There are numerous United States federal and state laws and regulations related to the privacy and security of personal information. In particular, regulations promulgated pursuant to the Health Insurance Portability and Accountability Act (“HIPAA”), as amended by the Health Information Technology for Economic and Clinical Health Act establish privacy and security standards that limit the use and disclosure of individually identifiable health information, or protected health information, and require the implementation of administrative, physical and technological safeguards to protect the privacy of protected health information and ensure the confidentiality, integrity and availability of electronic protected health information. Determining whether protected health information has been handled in compliance with applicable privacy standards and our contractual obligations can be complex and may be subject to changing interpretation. These obligations may be applicable to some or all of our business activities now or in the future.

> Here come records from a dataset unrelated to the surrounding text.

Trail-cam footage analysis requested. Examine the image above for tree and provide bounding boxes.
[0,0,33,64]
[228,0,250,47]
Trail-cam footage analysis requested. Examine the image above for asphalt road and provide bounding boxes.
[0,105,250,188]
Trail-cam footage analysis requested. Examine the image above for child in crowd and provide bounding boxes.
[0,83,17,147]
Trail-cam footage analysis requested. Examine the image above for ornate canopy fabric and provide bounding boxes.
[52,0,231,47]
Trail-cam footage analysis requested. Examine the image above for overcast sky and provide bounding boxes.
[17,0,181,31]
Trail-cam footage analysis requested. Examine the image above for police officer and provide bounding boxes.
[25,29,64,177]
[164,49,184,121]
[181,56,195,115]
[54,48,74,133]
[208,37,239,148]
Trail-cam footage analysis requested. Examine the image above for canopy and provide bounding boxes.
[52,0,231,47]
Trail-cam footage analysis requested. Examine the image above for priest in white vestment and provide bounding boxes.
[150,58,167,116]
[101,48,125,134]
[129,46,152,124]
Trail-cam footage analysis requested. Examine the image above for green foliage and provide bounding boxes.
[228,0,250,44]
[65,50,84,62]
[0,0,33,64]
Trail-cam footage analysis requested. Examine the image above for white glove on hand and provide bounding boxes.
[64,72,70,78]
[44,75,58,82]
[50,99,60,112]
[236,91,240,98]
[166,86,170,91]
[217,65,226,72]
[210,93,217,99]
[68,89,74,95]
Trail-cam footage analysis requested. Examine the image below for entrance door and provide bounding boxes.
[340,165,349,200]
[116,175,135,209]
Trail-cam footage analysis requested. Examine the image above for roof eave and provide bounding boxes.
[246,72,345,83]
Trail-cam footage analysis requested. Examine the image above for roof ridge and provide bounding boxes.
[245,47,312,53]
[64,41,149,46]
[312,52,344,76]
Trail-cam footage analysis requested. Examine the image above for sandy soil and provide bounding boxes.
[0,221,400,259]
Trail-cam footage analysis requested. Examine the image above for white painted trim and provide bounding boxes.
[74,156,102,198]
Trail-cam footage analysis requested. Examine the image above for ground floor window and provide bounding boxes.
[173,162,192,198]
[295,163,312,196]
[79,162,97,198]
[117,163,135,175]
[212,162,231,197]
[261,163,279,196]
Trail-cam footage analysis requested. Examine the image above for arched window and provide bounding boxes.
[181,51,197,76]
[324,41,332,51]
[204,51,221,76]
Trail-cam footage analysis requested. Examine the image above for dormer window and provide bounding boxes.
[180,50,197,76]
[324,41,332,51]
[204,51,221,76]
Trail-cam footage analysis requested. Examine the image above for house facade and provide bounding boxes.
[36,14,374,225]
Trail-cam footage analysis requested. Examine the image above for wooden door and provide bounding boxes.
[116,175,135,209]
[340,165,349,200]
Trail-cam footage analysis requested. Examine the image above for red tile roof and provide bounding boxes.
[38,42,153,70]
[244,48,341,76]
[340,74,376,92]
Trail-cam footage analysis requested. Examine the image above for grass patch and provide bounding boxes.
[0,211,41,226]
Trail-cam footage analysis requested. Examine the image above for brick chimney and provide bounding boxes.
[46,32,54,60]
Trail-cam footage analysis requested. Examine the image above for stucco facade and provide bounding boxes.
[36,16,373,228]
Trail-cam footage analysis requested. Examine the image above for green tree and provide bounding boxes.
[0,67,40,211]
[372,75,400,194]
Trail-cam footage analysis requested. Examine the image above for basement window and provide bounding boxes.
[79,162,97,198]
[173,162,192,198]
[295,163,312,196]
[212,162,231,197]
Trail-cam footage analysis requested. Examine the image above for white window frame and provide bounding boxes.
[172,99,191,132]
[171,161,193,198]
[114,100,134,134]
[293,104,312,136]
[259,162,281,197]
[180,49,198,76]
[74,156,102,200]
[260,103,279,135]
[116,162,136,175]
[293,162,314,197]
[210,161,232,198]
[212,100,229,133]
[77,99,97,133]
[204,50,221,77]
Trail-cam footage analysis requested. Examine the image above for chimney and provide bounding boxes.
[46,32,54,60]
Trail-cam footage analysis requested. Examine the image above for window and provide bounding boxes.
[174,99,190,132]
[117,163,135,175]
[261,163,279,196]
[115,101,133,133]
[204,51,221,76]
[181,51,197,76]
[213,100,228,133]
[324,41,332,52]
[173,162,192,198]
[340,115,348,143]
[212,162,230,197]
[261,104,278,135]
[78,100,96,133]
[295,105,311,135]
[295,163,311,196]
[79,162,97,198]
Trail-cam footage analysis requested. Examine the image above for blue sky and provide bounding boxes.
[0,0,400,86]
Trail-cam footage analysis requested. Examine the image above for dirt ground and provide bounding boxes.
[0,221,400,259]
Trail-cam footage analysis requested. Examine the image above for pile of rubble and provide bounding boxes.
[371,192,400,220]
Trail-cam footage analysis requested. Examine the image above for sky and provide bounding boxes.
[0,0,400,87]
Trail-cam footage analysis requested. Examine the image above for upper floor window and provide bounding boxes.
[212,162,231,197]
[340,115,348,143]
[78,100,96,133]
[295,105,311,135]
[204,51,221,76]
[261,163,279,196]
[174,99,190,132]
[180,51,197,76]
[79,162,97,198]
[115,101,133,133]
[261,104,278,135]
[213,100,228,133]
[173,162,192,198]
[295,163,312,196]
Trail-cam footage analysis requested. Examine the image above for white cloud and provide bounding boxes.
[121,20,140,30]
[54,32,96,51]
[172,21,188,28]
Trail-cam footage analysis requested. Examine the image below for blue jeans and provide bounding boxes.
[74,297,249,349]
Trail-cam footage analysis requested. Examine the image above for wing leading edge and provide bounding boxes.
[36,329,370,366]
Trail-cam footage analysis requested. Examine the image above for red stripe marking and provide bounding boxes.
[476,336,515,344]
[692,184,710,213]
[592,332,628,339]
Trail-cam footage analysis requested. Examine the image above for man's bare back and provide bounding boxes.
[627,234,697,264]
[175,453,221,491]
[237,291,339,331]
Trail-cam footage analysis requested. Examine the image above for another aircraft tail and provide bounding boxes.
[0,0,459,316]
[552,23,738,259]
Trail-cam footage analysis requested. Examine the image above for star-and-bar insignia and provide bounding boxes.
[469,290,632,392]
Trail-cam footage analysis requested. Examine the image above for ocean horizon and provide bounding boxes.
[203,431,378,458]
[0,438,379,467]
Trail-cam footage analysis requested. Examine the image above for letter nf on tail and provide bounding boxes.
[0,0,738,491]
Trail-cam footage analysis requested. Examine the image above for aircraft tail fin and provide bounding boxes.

If we are unable to properly protect the privacy and security of protected health information, we could be found to have breached its contracts. Further, if we fail to comply with applicable privacy laws, including applicable HIPAA privacy and security standards, we could face civil and criminal penalties. HHS enforcement activity can result in financial liability and reputational harm, and responses to such enforcement activity can consume significant internal resources. In addition, state attorneys general are authorized to bring civil actions seeking either injunctions or damages in response to violations that threaten the privacy of state residents. We cannot be sure how these regulations will be interpreted, enforced or applied to its operations in the future. In addition to the risks associated with enforcement activities and potential contractual liabilities, our ongoing efforts to comply with evolving laws and regulations at the federal and state level may be costly and require ongoing modifications to our policies, procedures and systems.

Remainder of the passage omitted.